Flicker nodded, but I could still feel her reservations about the task at hand.

The buildings on the surface were ghostly still and devoid of any life. It was as if everything had been left in a hurry. They hadn't even bothered to conceal the entrance to the underground laboratories. The blast doors to it were clearly visible from behind an opened false fronted wall.

The blast doors themselves were slightly ajar. Flicker and I glanced at each other and then together we approached the doors.

The scene within the laboratory was still lit by emergency lighting running off some backup power supply, even after a year and a half had gone by. It was eerie to say the least with the blue and yellow lights and the red flashing ones here and there going off and on repeatedly.

Whatever power the lights were on must've been separate from the rest of the facility, because all the equipment and the many screens and displays were all dead. The only sound was that of the tick tick of the lights, as they flicked from one color to the next. Perhaps the ticking wasn't the lights, but instead a bomb. The place was supposedly rigged to explode. So why hadn't it?

We didn't talk into the silence, but we kept our conversation confined to our thoughts, as we sought to remain as quiet as the space around us was.

"So what do you suppose happened?" I asked.
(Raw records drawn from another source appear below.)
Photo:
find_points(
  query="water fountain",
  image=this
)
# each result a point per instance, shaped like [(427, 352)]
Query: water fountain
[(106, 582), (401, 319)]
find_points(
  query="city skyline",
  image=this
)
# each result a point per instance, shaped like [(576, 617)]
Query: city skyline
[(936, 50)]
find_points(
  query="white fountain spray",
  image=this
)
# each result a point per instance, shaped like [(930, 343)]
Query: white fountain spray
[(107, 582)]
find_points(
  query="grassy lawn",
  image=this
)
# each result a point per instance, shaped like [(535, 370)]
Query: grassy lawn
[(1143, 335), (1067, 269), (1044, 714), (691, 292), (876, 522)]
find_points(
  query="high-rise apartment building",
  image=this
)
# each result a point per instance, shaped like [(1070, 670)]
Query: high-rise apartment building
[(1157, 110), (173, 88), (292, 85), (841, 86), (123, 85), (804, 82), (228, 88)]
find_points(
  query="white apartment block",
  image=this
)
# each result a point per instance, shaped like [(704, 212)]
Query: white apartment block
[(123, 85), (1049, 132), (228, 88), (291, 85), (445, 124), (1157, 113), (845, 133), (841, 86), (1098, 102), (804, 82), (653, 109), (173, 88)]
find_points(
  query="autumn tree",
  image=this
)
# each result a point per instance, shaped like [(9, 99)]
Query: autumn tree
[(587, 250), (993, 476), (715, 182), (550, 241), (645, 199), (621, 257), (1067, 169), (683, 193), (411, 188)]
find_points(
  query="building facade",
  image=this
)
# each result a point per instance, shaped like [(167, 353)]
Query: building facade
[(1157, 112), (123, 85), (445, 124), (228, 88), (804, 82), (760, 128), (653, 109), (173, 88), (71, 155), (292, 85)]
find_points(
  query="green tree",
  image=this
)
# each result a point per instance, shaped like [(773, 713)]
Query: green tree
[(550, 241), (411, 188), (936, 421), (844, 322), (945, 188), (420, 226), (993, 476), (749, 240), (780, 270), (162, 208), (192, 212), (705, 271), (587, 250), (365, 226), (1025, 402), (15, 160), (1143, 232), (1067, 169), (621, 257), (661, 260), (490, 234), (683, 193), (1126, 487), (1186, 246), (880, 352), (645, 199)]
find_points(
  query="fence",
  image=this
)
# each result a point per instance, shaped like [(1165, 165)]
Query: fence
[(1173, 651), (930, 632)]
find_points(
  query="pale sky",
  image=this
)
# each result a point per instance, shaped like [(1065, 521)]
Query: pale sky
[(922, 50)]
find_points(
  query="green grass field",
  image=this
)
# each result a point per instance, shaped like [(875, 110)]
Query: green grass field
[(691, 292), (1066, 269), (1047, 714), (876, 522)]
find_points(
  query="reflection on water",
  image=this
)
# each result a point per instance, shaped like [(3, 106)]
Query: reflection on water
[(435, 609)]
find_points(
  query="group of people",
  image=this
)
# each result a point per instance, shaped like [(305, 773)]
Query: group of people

Flicker shook her head, "The Code had fallen, but that would've been no reason to leave this place so suddenly."

I followed her through a maze like array of corridors, until we came to a closed door.

"What's behind here?"

"Where I was made." Flicker said bitterly.

I touched her shoulder, "Correction, the place where someone messed around with someone who was simply already perfect and still is."

She gave me a look and I could feel her in my mind seeing whether I was sincere or not. "You still doubt me?" I said somewhat hurt.

Her gaze fell and she said, "I'm sorry."

I shrugged it aside and asked, "What we need, do you think it could be behind these doors?"

"Yes, if not in this room beyond, than in some of the chambers further on for sure."

The door was a bulkhead of sorts and it was locked from our side. I started to undo the lock mechanism, when I noticed the dents in the door. A little frisson of alarm went through me at the finding of such dents in a door of such sturdy construction.